En la tercera sesión del juicio a los procesados declaró en calidad de testigo un menor que formaba parte del grupo que protagonizó los incidentes del 21 de diciembre de 2001 y al que la jurisdicción de menores abrió diligencias. Este joven relató en la Sala que el día de los hechos el grupo formado por Jesús David B.M., Enrique C.C., Felipe A. D. de U., Isaac F.S. y César A.S. se dirigió al Burger King de Serrano con la intención de comer.

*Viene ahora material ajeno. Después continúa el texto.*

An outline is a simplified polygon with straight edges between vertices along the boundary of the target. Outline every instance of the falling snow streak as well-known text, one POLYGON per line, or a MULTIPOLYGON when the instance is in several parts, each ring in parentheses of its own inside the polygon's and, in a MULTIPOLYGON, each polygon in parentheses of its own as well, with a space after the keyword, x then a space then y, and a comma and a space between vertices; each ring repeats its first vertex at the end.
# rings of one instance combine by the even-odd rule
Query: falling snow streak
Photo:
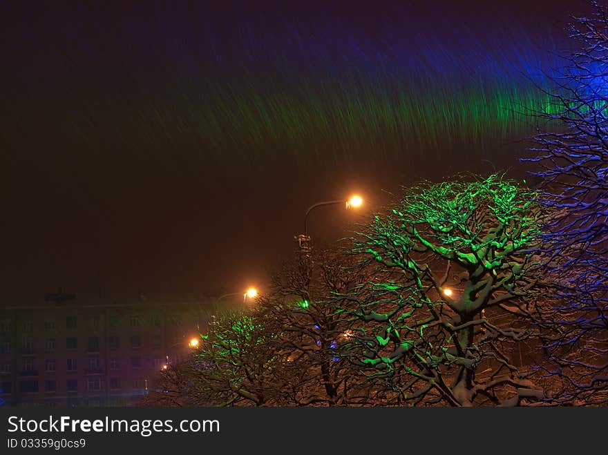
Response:
POLYGON ((426 28, 405 13, 370 30, 340 14, 296 26, 293 17, 220 21, 202 7, 188 17, 163 8, 117 23, 99 12, 116 32, 102 41, 61 32, 63 43, 28 59, 45 79, 16 81, 18 97, 6 95, 14 118, 27 130, 38 115, 70 142, 150 159, 196 150, 261 166, 475 153, 530 135, 530 114, 552 108, 540 88, 542 72, 559 65, 555 30, 496 21, 426 28))

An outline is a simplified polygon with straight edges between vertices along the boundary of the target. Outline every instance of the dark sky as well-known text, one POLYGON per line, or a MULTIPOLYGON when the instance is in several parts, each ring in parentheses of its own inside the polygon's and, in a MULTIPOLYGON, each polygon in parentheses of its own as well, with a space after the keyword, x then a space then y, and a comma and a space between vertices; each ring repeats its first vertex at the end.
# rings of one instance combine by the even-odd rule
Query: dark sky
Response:
POLYGON ((521 173, 584 8, 218 3, 2 3, 3 298, 263 287, 314 202, 366 199, 314 213, 330 242, 401 184, 521 173))

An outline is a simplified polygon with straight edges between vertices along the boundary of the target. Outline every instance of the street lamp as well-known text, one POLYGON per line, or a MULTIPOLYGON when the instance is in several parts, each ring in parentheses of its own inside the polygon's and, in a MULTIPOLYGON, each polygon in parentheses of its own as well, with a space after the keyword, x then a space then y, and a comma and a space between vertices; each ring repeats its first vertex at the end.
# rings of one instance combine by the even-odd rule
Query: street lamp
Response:
MULTIPOLYGON (((218 298, 218 300, 216 300, 216 303, 219 303, 220 300, 221 300, 222 298, 225 298, 226 297, 231 297, 233 296, 238 296, 240 294, 240 292, 231 292, 229 294, 224 294, 223 296, 220 296, 220 297, 218 298)), ((257 295, 258 290, 256 288, 249 288, 247 291, 245 291, 245 293, 243 293, 243 302, 245 303, 247 301, 247 298, 250 299, 254 298, 257 295)))
POLYGON ((310 215, 310 212, 312 212, 314 209, 316 209, 317 207, 321 207, 325 205, 334 205, 336 204, 344 204, 346 209, 350 209, 351 207, 357 208, 361 206, 363 203, 363 198, 359 195, 354 195, 352 196, 350 199, 348 199, 346 200, 343 199, 339 199, 334 201, 324 201, 323 202, 317 202, 316 204, 313 204, 312 206, 308 207, 308 210, 306 211, 306 214, 304 215, 304 233, 300 234, 299 235, 296 237, 296 240, 298 240, 300 249, 304 251, 308 251, 310 249, 308 246, 308 242, 310 242, 310 236, 308 235, 307 222, 308 221, 308 215, 310 215))

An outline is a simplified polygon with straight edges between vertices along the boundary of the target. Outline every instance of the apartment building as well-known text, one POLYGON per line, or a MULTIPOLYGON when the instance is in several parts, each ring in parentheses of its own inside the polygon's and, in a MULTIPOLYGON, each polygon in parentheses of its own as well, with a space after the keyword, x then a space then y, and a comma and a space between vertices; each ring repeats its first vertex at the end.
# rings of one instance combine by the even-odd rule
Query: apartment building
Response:
POLYGON ((0 304, 0 403, 131 406, 191 350, 213 300, 0 304))

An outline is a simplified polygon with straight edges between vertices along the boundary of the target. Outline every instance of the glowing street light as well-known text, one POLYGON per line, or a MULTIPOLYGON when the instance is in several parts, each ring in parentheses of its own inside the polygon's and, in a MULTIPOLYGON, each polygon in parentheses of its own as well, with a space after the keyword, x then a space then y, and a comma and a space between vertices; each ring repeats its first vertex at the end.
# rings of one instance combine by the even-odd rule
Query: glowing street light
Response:
POLYGON ((352 197, 346 201, 346 208, 350 209, 350 207, 360 207, 363 203, 363 200, 361 199, 361 197, 354 195, 352 197))
POLYGON ((245 293, 245 298, 247 298, 249 297, 249 298, 254 298, 256 296, 258 295, 258 290, 254 287, 250 287, 247 289, 247 291, 245 293))
MULTIPOLYGON (((223 296, 220 296, 218 298, 218 300, 216 300, 216 303, 219 303, 220 300, 222 298, 225 298, 226 297, 231 297, 233 296, 238 296, 240 295, 240 292, 231 292, 229 294, 224 294, 223 296)), ((247 298, 252 299, 254 298, 258 295, 258 290, 254 287, 250 287, 247 291, 245 291, 245 293, 243 294, 243 302, 245 303, 247 302, 247 298)))
POLYGON ((347 209, 350 209, 351 207, 357 208, 360 207, 363 204, 363 198, 359 195, 354 195, 345 201, 343 199, 339 199, 334 201, 325 201, 323 202, 317 202, 316 204, 313 204, 312 206, 308 207, 308 210, 306 211, 306 214, 304 215, 304 233, 296 235, 295 238, 295 239, 298 241, 300 249, 303 251, 308 251, 310 250, 308 242, 310 242, 310 236, 308 235, 307 222, 308 220, 308 215, 310 214, 310 212, 312 212, 314 209, 325 205, 334 205, 335 204, 345 204, 347 209))

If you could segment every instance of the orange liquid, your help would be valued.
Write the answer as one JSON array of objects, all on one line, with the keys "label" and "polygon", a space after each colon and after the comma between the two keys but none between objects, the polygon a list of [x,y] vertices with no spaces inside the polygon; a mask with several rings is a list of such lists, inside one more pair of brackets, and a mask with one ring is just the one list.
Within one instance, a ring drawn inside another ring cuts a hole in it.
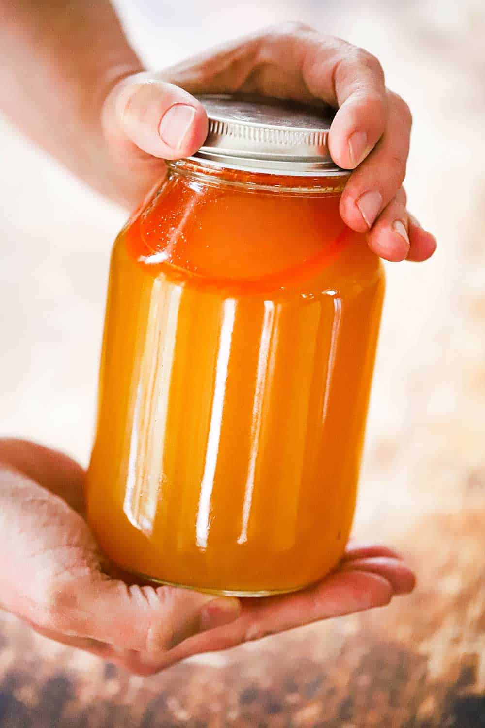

Manifestó que los procesados no entraron en el local "armando escándalo", no molestaron a ninguna niña ni agredieron a un menor de 14 años. Sin embargo, explicó que en el establecimiento hubo una serie de accidentes que se redujeron a "un forcejeo que acabó en pelea" y que comenzaron cuando Jesús David B.M. se quiso colar en la fila para pedir la comida.

Asimismo, el testigo reconoció que alguno de los imputados portaba navajas de tipo mariposa y añadió que al salir del restaurante de comida rápida Felipe A.D. de U. rompió una cristalera de las instalaciones lanzando una silla contra la misma.

AGRESIONES GRATUITAS

En la jornada de hoy también comparecieron algunas personas que presenciaron los hechos protagonizados presuntamente por los acusados en el recorrido que separa el Burger King de Serrano y el de Concha Espina. Afirmaron que los jóvenes "iban arrasando por la calle", agrediendo a "todo aquel que pasaba por su lado", estampando a una joven contra una cabina, abofeteando a una mujer que tenía a su bebé en brazos y dando "patadas brutales" a un vendedor ambulante hindú.

"Cada chaval pegaba gratuitamente al primero que se cruzaba en su camino y, en el caso de que la víctima le encarara, el resto del grupo le ayudaba en los golpes", aseveró el testigo Jesús G.M., quien apuntó que el día que declaró en comisaría por estos hechos ningún policía le mencionó que los jóvenes pertenecieran a una tribu urbana tipo 'skin heads'.

El juicio continuará mañana en la sección sexta de la Audiencia madrileña con la declaración de testigos de la defensa y con la lectura de las conclusiones finales.